Halfon, Simon

Simon Halfon started his creative career in the mail room of Stiff Records. Thanks to a friendship with Vaugh Toulouse from the band Department S. he got his first design job. He designed the sleeve of their 1981 single ‘I want’. Former Stiff employee Neville Brody offered him a job as an assistant on the magazine The Face. This is where he learned the basics of preparing artwork, and so he started to do some design on his own.

His first solo credited design work was in 1982, when he designed the sleeves of Kim Wilde’s singles View From a Bridge and Child Come Away. Halfon: “At Stiff, I worked for a few short months as a radio and TB plugger. I didn’t get on with that job, but on one occasion at Top of the Pops I was charged with looking after Tenpole Tudor’s chainmail… enough said, really. Kim was on the show and we became fast friends for a short while”.

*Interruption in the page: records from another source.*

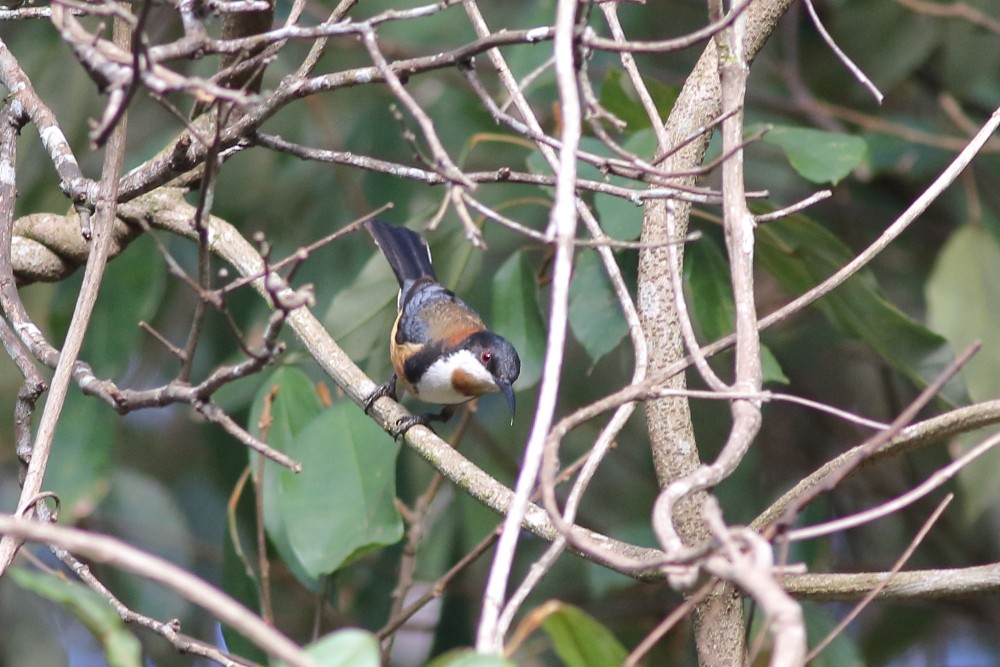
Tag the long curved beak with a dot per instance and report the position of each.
(508, 393)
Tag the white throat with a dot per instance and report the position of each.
(436, 384)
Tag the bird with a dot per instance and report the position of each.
(441, 350)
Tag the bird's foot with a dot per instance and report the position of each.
(404, 424)
(385, 389)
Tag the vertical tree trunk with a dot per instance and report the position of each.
(719, 631)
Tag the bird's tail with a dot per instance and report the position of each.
(405, 250)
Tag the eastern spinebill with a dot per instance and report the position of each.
(440, 348)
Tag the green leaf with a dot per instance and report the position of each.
(580, 641)
(345, 648)
(963, 303)
(469, 658)
(619, 97)
(821, 157)
(594, 314)
(342, 504)
(361, 308)
(621, 218)
(83, 456)
(709, 295)
(800, 253)
(121, 647)
(239, 584)
(294, 406)
(518, 317)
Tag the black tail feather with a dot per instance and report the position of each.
(405, 250)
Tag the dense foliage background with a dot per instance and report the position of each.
(170, 483)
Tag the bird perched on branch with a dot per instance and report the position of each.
(440, 348)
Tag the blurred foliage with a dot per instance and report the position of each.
(161, 479)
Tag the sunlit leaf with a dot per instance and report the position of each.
(963, 303)
(800, 253)
(594, 314)
(819, 156)
(121, 647)
(342, 504)
(294, 405)
(580, 641)
(363, 307)
(518, 318)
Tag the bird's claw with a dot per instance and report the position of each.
(385, 389)
(404, 424)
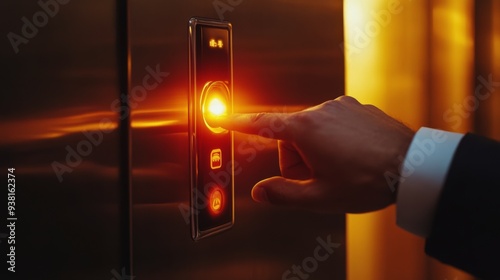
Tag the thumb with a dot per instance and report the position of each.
(282, 191)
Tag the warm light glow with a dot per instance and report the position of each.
(216, 107)
(216, 203)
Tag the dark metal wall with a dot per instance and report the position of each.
(59, 103)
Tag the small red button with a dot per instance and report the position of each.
(216, 201)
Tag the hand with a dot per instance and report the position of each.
(332, 156)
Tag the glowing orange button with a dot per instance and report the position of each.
(216, 201)
(216, 158)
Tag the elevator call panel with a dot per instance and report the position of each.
(210, 147)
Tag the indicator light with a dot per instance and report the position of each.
(214, 103)
(216, 201)
(216, 43)
(216, 107)
(216, 159)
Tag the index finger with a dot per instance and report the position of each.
(269, 125)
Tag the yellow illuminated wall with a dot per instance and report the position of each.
(414, 60)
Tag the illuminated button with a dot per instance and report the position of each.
(216, 158)
(216, 201)
(214, 103)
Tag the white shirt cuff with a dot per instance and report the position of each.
(423, 174)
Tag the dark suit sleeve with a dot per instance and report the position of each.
(466, 227)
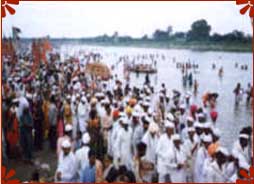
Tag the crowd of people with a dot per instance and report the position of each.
(107, 131)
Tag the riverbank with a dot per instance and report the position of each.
(196, 46)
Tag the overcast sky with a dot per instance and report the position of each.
(84, 19)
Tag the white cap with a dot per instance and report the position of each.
(191, 129)
(66, 143)
(243, 164)
(146, 104)
(15, 100)
(207, 125)
(86, 138)
(188, 94)
(216, 132)
(73, 99)
(182, 106)
(200, 115)
(198, 125)
(83, 99)
(150, 111)
(176, 137)
(75, 79)
(135, 114)
(169, 124)
(68, 127)
(244, 136)
(170, 117)
(124, 120)
(207, 138)
(153, 127)
(223, 150)
(29, 95)
(190, 119)
(122, 114)
(148, 119)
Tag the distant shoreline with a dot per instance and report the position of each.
(194, 46)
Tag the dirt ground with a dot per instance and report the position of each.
(24, 170)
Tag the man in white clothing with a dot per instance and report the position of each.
(241, 148)
(82, 115)
(82, 153)
(67, 167)
(178, 161)
(164, 150)
(202, 155)
(151, 138)
(216, 171)
(123, 153)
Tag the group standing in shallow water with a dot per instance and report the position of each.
(108, 131)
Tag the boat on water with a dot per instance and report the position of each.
(98, 69)
(142, 68)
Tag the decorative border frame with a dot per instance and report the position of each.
(7, 9)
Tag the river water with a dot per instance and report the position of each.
(231, 118)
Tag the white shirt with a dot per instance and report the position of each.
(151, 144)
(199, 164)
(82, 116)
(81, 156)
(123, 147)
(163, 151)
(215, 174)
(67, 166)
(241, 154)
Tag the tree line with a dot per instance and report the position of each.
(200, 31)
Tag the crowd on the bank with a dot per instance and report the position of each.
(106, 130)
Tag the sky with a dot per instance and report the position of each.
(86, 19)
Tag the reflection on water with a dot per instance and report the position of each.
(231, 118)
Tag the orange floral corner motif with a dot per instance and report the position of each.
(248, 6)
(247, 178)
(6, 7)
(6, 177)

Halfon began working for Paul Weller in 1983. Designing record sleeves for the Style Council, starting with 1983’s Café Bleu. Two years later, he started a long lasting creative relationship with Madness. Perhaps his best known artwork he made with George Michael, starting with his 1990 album ‘Listen without prejudice’. The iconic album cover used Weegee’s famous Coney Island photograph. In 1999 he started working with Oasis for their album covers, but he also got involved in film work with the band. Halfon also designed record sleeves for musical legends including John Legend, James Brown, Tom Jones and Frank Sinatra.

In 2007, he produced his first feature film, ‘Sleuth’, starring Michael Caine and Jude Law.